Objectification theory is a suitable framework for understanding how media pressure is translated into behavioural and emotional risk factors, potentially promoting eating and body-related disturbances among women. A large body of research conducted with American and Australian female samples support the tenets of this theory. The present study extending previous work by investigating the internalization of sociocultural standards of beauty promoted by media as an antecedent of the body objectification process and by examining the theory’s applicability in a sample of Italian women.

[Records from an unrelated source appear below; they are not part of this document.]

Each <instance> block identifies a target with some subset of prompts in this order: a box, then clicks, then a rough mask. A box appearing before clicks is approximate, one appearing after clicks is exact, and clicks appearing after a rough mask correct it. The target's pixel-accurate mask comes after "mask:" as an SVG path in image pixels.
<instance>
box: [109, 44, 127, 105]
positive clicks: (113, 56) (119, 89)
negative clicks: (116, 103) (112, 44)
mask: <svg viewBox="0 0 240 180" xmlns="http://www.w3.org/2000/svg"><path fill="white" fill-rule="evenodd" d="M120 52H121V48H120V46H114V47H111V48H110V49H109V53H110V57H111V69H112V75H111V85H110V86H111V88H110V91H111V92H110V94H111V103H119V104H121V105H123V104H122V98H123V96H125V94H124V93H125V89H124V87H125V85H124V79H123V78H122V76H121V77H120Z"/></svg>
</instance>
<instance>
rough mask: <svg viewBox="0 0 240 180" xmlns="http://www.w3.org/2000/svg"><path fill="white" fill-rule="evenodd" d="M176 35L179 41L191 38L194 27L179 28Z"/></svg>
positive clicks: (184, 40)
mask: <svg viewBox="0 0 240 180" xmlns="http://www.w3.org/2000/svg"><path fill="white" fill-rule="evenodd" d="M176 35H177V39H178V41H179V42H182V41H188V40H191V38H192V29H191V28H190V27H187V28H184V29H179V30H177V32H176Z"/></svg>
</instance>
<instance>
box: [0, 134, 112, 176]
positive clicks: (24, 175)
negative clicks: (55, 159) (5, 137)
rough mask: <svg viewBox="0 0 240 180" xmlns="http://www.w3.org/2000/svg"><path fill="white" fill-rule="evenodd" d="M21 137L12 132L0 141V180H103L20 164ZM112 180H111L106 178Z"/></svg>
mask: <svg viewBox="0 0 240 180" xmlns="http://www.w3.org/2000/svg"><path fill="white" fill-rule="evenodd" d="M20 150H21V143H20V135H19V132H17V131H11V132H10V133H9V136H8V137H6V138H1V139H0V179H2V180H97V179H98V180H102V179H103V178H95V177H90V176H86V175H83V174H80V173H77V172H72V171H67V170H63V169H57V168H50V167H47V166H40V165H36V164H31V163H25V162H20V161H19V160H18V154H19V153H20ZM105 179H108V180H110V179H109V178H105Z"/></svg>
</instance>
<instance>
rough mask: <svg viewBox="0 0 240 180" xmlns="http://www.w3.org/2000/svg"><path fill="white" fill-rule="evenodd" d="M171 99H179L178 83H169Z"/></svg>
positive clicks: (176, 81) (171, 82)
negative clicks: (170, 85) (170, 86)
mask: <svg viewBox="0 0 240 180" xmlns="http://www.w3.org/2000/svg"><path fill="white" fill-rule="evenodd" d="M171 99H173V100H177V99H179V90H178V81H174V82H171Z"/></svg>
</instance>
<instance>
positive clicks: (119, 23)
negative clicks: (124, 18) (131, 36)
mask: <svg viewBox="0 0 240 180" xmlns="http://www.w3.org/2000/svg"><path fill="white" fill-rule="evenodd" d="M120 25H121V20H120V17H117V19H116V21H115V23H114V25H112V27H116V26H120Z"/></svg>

A cross-sectional design was used. A sample of 408 young Italian women completed questionnaire measures of internalization of media ideals, disordered eating behaviours, as well as the proposed mediating variables of body surveillance, body shame and social anxiety. Path analysis procedures within the Mplus program were used to determine whether the hypothesized theoretical model provided a good fit to the data. Bias-corrected bootstrapping method was used to estimate the significance of the indirect effects.


The pattern of correlations is consistent with the objectification theory (Table I). Path analysis indicated that internalization of media ideals leads to body surveillance, which in turn leads to body shame and social anxiety, which both strongly predict women’s disordered eating behaviours (Fig. 1). Body surveillance mediated the links of internalization to body shame and social anxiety. Social anxiety was an additional mediator of the link between body surveillance and disordered eating behaviours, whereas body shame mediated the links of internalization and body surveillance to disordered eating behaviours (Table II).


The objectification theory provides a useful framework to identify predictors of disordered eating behaviours in women. Practical implications are discussed.